----- Original Message -----
From: "Russ Fink" <russfink@hotmail.com>
> Another possible problem is if your training corpus has ^M characters in
it,
> that *might* cause it to think everything is a header. Do a dos2unix on
it
> first. This one bit me, I *think*. The symptom is absolutely zero
keywords
> from the message text, and 100% of keywords from the header.
well, I do get keywords from the message text. Just very few. This was
more a curiosity than anything.
I'm using Feature chained and Algorithm graham burton if that matters.
>
> > >
> > > How does DSPAM decide which tokens to use when classifying an email?
> >
> >I assume that it takes a number of tokens with the highest scores, plus a
> >number of tokens with the lowest scores, and mitigates them with the
> >configured bayesian algorithm...
> >
> > > Most of the time when looking at the X-DSPAM-Factors header, it shows
> > > mostly tokens taken from the email header.
> >
> >Maybe your database isn't yet populated enough ? See how my DSPAM
factored
> >your own email, you'll see both tokens from the headers and tokens from
the
> >body :
> >
> >X-DSPAM-Result: Innocent
> >X-DSPAM-Confidence: 0.9965
> >X-DSPAM-Probability: 0.0000
> >>X-DSPAM-Factors: 27,
> > use+when, 0.00010,
> > the+DSPAM, 0.00010,
> > Subject*factors, 0.00020,
> > does+DSPAM, 0.00020,
> > tokens+to, 0.00020,
> > decide+which, 0.00020,
> > From*Elliot, 0.00020,
> > taken+from, 0.00020,
> > Sender*owner, 0.00077,
> > DSPAM, 0.00207,
> > DSPAM, 0.00207,
> > Subject*dspam, 0.00317,
> > Return-Path*owner, 0.00466,
> > *owner, 0.00467,
> > To*users, 0.00600,
> > Sender*nuclearelephant, 0.00600,
> > *dspam+users, 0.00600,
> > *owner+dspam, 0.00600,
> > Sender*dspam+users, 0.00600,
> > Sender*dspam, 0.00600,
> > Return-Path*nuclearelephant+com, 0.00600,
> > Received*dspam-users, 0.00600,
> > Received*dspam-users, 0.00600,
> > *nuclearelephant, 0.00600,
> > To*users+lists, 0.00600,
> > Sender*owner+dspam, 0.00600,
> > Sender*lists+nuclearelephant, 0.00600
> >
> >--
> >Michel Bouissou <michel@bouissou.net> OpenPGP ID 0xDDE8AC6E
> >
>
>
>
>
>
> ***********************************************
> EMERY TELCOM SPAM FILTERING CHECK: Innocent
> ***********************************************
> If you consider this e-mail to be spam, please click on the URL below.
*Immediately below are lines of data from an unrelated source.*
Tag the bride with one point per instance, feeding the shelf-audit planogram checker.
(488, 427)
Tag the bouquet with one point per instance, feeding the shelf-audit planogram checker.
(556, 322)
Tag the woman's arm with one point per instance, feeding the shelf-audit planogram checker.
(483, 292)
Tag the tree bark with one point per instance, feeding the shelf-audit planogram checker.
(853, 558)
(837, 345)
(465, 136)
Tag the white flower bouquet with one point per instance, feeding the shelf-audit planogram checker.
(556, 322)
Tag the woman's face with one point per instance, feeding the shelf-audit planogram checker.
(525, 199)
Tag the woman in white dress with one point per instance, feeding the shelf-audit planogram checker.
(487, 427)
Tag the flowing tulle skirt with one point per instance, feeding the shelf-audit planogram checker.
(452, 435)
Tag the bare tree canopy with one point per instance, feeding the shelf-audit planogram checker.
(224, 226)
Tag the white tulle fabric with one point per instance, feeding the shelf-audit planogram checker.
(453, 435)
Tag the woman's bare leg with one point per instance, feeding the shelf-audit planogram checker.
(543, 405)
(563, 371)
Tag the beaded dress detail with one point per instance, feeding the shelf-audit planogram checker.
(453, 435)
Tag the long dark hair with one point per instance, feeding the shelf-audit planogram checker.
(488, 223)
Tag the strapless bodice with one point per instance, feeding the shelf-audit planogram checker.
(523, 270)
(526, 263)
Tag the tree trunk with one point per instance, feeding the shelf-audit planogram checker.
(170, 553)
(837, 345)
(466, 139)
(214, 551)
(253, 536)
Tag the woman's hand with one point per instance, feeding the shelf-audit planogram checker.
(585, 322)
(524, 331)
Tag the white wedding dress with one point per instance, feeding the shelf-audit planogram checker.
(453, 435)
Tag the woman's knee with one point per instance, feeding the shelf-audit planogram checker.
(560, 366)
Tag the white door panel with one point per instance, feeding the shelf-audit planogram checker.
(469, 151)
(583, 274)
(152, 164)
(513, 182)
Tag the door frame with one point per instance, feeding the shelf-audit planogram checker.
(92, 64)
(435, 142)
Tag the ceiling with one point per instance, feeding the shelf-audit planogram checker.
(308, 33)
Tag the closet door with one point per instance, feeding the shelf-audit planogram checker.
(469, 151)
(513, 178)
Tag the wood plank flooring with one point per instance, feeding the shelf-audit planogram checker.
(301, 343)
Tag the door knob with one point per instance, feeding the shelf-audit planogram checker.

> Emery Telcom's free spam detector service will be adjusted accordingly for
future e-mails.
>
http://postmaster.etv.net:8080/reclassify?user=6566696e6c6579776f726b406566696e6c65792e636f6d&signature=42ee9b02632851063679225&result=496e6e6f63656e74
>
>
>
> --
> No virus found in this incoming message.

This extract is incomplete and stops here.